Tesla remains committed to enabling full self-driving capabilities by the end of the year,
...then they don't need software developers, they need lawyers and rent-a-senators to get the regulations in place, because if it's going to be "enabled" by the end of the year, the software needs to be pretty much finished and in to comprehensive proving trials by now.
Seriously, there is a huge, huge gap between 'low-hanging fruit' like self-parking and cruise-control-plus and complete driver replacement.
I suppose you don't fly in aircraft then. You know those things that can auto-land in zero visibility at 180mph?
...with a professionally-trained pilot and co pilot standing ready to intervene, backed up by a team of air traffic controllers ensuring that no other plane gets within a quarter of a mile of them and massive international cooperation on standards and procedures.
If self-driving cars just had to follow the road and choose the correct gear we'd have had them 20 years ago. The problem with driving is maintaining an adequate speed while avoiding pedestrians, cyclists and other cars (some of them suicidally stupid) passing within inches of you at speed and simultaneously observing a rat's nest of badly-designed signage and (in the US) laws that change every time you cross a county line. Plus, a car-maker has to assume that the driver is a moron (because a percentage of them will be) and, as soon as you tell them to take their hands off the wheel, they
will kick back, crack open a beer and start updating their Facebook page. Heck, too many
already do that, even without the opportunity to blame the consequences on faulty software.
I'm sure we'll get there in 10-20 years (It'll take 5 years to get the legislation through), but I'm not holding my breath.
My guess is project Titan is still a very long way from having anything see the light of day, or that the project simply isn't what everyone thinks.
Yup, and there's the difference between Tesla and Apple.
Tesla is a carmaker,
already selling high-end EVs that are already pretty popular, and they've put a lot of shoe leather in undermining the dealer model and building infrastructure.

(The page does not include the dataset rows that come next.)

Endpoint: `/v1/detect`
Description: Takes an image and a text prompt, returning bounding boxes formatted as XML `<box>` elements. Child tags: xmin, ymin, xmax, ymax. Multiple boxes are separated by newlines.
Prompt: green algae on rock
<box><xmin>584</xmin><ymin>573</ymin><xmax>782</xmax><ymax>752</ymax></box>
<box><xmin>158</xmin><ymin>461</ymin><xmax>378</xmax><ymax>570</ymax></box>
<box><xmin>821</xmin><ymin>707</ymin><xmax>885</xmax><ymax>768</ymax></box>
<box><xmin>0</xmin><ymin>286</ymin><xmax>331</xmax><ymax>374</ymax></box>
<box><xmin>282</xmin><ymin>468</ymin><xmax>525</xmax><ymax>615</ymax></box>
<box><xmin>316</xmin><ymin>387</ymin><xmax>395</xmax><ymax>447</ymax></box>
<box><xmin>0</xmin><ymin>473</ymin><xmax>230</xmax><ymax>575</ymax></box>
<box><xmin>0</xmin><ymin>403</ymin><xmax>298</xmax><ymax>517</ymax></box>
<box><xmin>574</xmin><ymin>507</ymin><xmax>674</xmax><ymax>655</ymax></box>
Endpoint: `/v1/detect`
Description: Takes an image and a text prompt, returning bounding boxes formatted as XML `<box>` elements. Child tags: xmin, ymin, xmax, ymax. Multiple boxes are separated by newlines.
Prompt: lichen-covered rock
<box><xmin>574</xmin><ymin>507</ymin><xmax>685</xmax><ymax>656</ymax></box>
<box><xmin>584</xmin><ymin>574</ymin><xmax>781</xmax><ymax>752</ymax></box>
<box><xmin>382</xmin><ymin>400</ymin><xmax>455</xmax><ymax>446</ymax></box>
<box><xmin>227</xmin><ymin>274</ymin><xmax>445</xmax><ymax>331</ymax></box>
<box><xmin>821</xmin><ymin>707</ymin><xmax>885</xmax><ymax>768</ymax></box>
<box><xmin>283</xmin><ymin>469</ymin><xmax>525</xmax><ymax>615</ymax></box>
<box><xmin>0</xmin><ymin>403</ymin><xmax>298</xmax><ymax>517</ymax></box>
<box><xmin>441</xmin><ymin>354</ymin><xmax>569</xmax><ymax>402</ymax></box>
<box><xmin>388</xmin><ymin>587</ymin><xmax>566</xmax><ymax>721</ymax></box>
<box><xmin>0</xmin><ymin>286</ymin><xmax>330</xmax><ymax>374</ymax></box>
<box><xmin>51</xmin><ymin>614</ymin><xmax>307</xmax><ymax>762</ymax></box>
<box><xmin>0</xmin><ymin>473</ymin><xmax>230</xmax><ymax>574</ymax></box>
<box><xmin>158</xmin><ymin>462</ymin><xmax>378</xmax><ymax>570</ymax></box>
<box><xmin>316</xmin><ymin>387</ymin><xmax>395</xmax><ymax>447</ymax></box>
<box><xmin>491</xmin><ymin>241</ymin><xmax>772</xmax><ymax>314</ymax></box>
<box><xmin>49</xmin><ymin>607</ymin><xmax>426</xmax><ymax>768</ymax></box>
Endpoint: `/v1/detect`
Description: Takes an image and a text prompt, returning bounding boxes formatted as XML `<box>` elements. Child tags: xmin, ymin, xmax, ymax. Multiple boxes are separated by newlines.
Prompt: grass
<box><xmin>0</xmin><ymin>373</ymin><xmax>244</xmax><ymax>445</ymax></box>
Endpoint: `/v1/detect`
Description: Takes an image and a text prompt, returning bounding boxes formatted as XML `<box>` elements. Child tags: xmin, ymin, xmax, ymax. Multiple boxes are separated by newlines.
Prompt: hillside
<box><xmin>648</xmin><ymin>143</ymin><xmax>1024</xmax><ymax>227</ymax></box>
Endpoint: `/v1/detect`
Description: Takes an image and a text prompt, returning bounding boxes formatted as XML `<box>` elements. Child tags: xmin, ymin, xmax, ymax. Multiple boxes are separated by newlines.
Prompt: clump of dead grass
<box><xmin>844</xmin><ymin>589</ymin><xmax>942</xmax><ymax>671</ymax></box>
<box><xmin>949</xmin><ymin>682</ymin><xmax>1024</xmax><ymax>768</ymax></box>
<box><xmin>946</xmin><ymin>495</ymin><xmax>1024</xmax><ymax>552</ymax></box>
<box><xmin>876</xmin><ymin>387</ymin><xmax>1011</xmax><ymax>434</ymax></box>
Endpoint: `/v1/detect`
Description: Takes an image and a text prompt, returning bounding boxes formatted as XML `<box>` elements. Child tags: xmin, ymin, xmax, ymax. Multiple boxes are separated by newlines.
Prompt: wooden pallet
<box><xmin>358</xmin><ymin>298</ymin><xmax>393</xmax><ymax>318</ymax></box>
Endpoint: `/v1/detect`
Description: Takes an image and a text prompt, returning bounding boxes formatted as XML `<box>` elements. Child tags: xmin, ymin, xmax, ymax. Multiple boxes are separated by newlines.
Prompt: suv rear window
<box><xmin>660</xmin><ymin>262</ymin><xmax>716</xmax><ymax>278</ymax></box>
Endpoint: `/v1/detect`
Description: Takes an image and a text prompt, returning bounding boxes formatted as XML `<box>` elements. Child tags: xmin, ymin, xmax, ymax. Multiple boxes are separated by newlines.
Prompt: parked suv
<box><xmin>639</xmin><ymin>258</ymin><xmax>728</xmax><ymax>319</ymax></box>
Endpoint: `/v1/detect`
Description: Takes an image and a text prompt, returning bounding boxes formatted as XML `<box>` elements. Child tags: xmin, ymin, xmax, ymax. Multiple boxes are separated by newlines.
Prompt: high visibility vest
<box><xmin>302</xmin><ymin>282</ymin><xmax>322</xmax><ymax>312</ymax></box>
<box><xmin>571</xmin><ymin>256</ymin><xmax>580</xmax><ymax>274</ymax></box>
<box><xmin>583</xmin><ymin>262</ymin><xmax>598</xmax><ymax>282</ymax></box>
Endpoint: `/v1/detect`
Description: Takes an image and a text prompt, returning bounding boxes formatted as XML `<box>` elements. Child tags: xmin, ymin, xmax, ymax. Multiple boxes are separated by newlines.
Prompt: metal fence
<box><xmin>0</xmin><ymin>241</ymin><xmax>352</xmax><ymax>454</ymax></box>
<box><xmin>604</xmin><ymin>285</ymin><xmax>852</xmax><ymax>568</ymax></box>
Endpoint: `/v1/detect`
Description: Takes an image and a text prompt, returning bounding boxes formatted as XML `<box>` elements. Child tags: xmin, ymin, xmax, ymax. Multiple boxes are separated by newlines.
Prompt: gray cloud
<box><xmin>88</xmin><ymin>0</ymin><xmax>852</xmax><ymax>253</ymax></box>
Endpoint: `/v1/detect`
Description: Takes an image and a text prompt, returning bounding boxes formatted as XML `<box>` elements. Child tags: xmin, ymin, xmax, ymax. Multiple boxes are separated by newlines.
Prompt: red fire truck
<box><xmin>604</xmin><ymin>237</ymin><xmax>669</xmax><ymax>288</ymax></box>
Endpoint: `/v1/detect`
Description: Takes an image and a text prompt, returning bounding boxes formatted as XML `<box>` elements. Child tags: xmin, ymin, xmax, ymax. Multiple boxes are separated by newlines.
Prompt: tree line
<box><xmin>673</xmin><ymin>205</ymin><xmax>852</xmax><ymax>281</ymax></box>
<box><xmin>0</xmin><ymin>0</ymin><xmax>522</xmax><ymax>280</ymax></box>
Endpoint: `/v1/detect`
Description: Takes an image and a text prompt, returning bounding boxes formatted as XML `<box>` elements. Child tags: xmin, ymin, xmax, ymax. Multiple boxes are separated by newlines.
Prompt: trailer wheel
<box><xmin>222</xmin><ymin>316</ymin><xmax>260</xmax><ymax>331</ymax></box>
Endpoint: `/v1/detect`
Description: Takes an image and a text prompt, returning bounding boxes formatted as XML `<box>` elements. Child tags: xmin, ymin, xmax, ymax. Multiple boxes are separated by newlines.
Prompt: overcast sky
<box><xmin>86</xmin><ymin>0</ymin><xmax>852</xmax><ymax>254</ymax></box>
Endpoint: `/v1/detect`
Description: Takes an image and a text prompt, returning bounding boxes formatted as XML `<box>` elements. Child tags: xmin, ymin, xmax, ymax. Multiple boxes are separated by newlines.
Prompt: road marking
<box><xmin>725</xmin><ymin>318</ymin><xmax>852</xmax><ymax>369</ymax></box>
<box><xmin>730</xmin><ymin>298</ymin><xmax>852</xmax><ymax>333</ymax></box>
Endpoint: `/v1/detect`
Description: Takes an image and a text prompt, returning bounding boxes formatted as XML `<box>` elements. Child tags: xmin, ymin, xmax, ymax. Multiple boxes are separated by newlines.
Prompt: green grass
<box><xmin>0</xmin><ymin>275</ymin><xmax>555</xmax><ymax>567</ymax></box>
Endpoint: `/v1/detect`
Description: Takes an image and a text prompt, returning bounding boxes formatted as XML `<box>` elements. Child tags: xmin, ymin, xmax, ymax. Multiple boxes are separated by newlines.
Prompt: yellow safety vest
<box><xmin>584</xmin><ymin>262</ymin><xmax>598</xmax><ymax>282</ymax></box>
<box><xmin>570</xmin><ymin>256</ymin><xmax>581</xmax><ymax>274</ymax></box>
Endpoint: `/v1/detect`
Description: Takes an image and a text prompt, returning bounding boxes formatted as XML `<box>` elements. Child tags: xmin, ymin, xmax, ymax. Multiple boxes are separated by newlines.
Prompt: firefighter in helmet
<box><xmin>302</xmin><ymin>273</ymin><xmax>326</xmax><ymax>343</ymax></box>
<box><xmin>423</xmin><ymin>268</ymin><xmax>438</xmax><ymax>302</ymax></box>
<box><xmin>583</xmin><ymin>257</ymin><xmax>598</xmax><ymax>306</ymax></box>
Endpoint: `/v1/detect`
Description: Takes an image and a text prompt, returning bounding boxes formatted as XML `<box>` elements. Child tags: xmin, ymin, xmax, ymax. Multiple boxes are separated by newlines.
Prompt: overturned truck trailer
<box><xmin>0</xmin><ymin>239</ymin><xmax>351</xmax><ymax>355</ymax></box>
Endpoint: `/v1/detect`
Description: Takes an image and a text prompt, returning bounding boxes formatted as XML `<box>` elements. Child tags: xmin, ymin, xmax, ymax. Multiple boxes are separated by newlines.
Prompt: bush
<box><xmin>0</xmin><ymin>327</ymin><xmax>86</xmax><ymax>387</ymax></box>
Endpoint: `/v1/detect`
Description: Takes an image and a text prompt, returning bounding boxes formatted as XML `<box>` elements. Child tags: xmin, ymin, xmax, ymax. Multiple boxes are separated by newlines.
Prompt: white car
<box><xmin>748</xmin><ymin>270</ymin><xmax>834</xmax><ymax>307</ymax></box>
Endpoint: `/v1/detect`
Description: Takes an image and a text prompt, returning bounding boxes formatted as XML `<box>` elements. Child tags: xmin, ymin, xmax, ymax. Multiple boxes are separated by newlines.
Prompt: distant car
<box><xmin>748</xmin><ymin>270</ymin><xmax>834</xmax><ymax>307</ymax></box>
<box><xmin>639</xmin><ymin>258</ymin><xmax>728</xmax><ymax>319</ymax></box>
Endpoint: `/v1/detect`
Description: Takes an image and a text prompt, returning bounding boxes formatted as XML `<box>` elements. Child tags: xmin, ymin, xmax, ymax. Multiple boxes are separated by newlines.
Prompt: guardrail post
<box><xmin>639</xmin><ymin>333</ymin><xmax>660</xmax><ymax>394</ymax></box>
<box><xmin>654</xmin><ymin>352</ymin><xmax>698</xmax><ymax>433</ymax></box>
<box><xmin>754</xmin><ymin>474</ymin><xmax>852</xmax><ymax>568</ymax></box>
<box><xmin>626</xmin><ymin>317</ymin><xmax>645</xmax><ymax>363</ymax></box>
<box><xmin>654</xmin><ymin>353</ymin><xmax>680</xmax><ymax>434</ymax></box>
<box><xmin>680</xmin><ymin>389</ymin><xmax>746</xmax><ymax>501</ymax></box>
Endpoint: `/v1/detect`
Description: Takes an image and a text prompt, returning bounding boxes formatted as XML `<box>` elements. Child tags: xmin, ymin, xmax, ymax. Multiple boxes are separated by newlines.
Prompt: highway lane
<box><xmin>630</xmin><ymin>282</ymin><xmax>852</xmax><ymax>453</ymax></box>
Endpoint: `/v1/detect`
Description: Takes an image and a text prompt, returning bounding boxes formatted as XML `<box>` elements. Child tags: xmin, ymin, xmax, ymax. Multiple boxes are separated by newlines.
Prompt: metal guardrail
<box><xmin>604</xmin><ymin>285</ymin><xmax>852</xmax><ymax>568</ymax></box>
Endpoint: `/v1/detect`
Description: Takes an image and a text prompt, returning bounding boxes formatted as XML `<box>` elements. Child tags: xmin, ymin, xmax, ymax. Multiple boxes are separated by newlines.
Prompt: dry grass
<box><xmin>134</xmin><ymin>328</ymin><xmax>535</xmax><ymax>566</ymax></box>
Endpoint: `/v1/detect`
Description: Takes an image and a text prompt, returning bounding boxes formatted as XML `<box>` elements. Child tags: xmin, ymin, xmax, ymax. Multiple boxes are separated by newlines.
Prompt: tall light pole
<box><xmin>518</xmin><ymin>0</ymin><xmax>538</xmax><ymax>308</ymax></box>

Short-term - they have the Model 3. In 10 years' time, when self-driving on real roads becomes a reality, they hope to have hundreds of thousands of cars already on the road, which will become self-driving at the flick of a switch the moment the legislation is signed, making them the instant market leader in autonomous cars. Plenty that could go wrong (including running out of cash, talking-up self-driving too soon or taking the eye of the Model 3 ball), but its still one heck of a plan.
Apple makes phones, watch straps, onanistic coffee-table books and (occasionally) computers. The computer market has reached saturation
now, the phone market has reached saturation
now and it looks like they've backed the wrong horse on the smartwatch (the killer app is fitness and, surprise, people want cheap, light Fitbit-style bands on their wrists when doing sports, not huge $600 do-it-all bricks). Unless they want to downsize, sit back, pack the kids off to college and enjoy the long third age of the Mac and iPhone, they need a sexy new product
now - preferably in the personal electronics or music market where they have a reputation. A self-driving car in 5, 10 years time from a company with no history in the car market (up against a competitor that is more Apple-like than Apple) isn't going to cut it.
If Apple really want a self driving car - wait: pretty soon, Tesla are gonna have to announce how many of those hundreds of thousands or $1000 deposits have matured into firm, $30,000+ orders... and its bound to be a
lot less than 100%... which shouldn't be a problem because 30% of that will still be a darned healthy order book (and easier to deliver). However, there is bound to be some stupid negative press and investor wobbles, so it could be a good time for Apple to use some of their Scrooge McDuck golden swimming pool to snap up a bargain.